To mark International Women’s Day we’re looking at those championing their role, and opportunities of women in our organisation.

Julie Nerney, NTS’s Interim Rail Director, discusses the challenges and opportunities of the current climate and the importance of having a diverse workforce.

What a time to be in rail freight! It’s great to be back leading transport operations after a decade away, but it’s certainly a challenging context right now. Despite the clear opportunities for the rail freight sector to shape the country’s economic and environmental ambitions, it’s facing a number of headwinds which might limit that.

Our customers depend on a reliable way of getting their products from point A to point B as quickly as possible. At the moment, the external environment to facilitate that is difficult with reduced reliability of the network we depend on for our services. Yet our teams navigate these challenges brilliantly on a daily basis to deliver for our customers. And the significant hike in electricity prices is making the customer choice of rail freight to support their sustainability credentials an expensive one. All of which is in the context of an industry that has historically operated on very fine profit margins. On the supply side, key providers of our assets and other critical services are facing their own external challenges too as a result of global economic conditions.

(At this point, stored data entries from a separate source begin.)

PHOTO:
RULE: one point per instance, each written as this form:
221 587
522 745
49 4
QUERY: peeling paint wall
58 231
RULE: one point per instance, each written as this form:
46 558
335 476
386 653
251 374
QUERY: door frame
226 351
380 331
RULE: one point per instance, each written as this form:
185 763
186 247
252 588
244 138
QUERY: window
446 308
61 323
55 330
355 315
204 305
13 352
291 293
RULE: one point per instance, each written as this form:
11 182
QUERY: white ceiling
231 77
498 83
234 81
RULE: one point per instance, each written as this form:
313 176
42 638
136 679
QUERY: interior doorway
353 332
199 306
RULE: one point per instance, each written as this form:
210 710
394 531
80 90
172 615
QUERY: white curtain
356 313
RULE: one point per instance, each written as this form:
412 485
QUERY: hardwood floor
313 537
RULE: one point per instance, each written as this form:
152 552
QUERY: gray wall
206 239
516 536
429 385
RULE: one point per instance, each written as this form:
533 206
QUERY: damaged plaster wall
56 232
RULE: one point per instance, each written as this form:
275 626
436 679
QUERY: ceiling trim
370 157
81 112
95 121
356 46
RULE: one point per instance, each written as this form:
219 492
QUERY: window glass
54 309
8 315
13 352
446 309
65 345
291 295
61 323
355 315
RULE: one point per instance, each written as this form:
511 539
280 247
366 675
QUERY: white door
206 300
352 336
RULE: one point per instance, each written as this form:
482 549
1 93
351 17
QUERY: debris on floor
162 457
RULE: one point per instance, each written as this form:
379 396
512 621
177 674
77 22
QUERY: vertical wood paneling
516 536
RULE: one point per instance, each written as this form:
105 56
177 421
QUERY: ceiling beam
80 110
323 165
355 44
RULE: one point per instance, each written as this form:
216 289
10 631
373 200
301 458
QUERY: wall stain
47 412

And in the midst of that external context, we’re halfway through a significant programme of internal investment in modernising our own business. This is to support the bright future that we can see for rail freight in the UK in the medium term and, in particular, how we at NTS Rail support our core markets and customers with new, innovative and digitally-enabled solutions.

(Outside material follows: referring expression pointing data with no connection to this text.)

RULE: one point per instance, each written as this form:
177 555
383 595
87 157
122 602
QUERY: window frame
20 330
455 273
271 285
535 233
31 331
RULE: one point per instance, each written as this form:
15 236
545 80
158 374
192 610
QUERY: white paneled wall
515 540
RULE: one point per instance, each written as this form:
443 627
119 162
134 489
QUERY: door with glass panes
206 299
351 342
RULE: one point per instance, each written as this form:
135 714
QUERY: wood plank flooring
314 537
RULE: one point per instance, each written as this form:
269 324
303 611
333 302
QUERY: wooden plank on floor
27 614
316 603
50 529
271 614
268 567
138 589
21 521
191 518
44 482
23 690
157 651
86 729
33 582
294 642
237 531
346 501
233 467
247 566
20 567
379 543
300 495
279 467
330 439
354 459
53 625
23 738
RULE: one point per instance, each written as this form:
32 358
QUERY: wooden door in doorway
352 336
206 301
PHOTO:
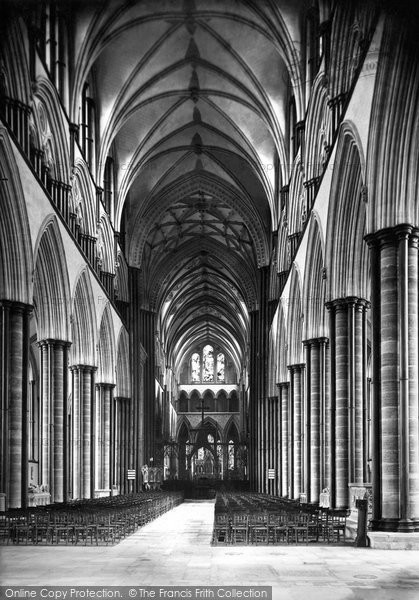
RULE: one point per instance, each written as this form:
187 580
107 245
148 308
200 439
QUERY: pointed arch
183 403
233 401
281 348
319 135
106 367
346 250
51 284
296 208
123 379
46 100
295 319
231 431
314 293
183 431
14 65
105 245
121 279
16 260
84 197
393 146
84 331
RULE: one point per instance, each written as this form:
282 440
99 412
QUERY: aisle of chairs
94 522
252 518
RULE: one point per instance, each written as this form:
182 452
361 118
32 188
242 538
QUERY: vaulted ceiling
191 97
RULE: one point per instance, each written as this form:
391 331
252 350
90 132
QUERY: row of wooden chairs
256 519
85 522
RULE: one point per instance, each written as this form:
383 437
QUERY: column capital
81 367
104 385
53 342
296 368
16 306
391 236
316 341
339 304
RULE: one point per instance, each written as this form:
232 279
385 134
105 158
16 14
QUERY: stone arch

So, there’s plenty to do. Lots of external context to navigate to get us through the current headwinds and out the other side to the brighter future. Lots of ways in which we can continue to work hard internally in our business to enhance our offer to our customers. And I’m really excited about those prospects for us, and also in how we play our part in working across the industry to demonstrate the value of rail freight as a key part of the UK economy, and an enabler for reducing emissions to deliver a greener future for the country.

On a personal level, I think that taking this role provides me with a platform to champion opportunities for women in the rail freight sector. I spent the first third of my working life as a serial entrepreneur working across a range of industry sectors in the UK and Europe. That gave me a privileged position of creating my own environment and not encountering any overt issues with gender bias. In fact, I was creating exactly the opposite – probably unconsciously – so it was just the norm for me. It was only when I started to work with larger, more established organisations that I began to see the endemic barriers to equality of opportunity for women in business – both societally and organisationally.

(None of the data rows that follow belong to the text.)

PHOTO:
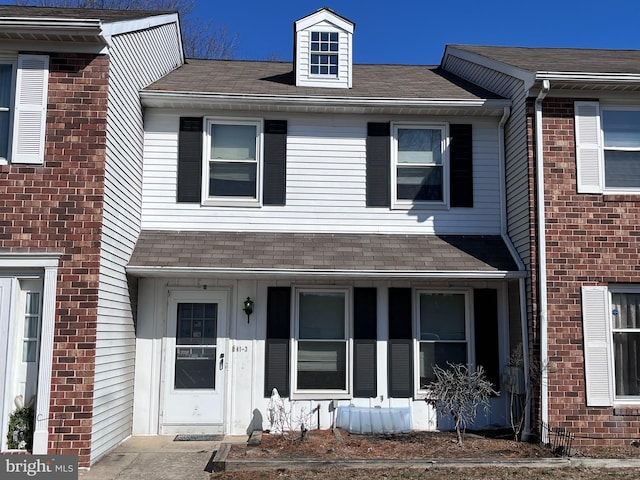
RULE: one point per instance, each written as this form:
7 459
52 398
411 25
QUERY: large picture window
233 170
443 332
420 162
626 343
322 351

I see the role of a leader as being quite simple. I have just one responsibility. And that is to create an environment where everyone can be the best version of themselves. By doing that, I create the best opportunity for our people to realise their own potential and, of course, the organisation also gets the multiplier effect of this.

The start of that cycle begins with creating opportunities for people from all walks of life to find a career with us that enables them to achieve their own ambitions, and I’m really proud of the work we’re doing at NTS in this regard. I see women joining us as engineering apprentices, train crew and in management positions. I see NTS Women’s Returners Programme capturing talent that might have been lost to us without this concerted effort.

When the success of any organisation is all about its people, having the widest available talent pool to choose from is essential. I will continue to champion creating the greatest number of opportunities to join us, and ensure that we have development pathways in place so that people can realise whatever their own career ambitions are while they’re with us.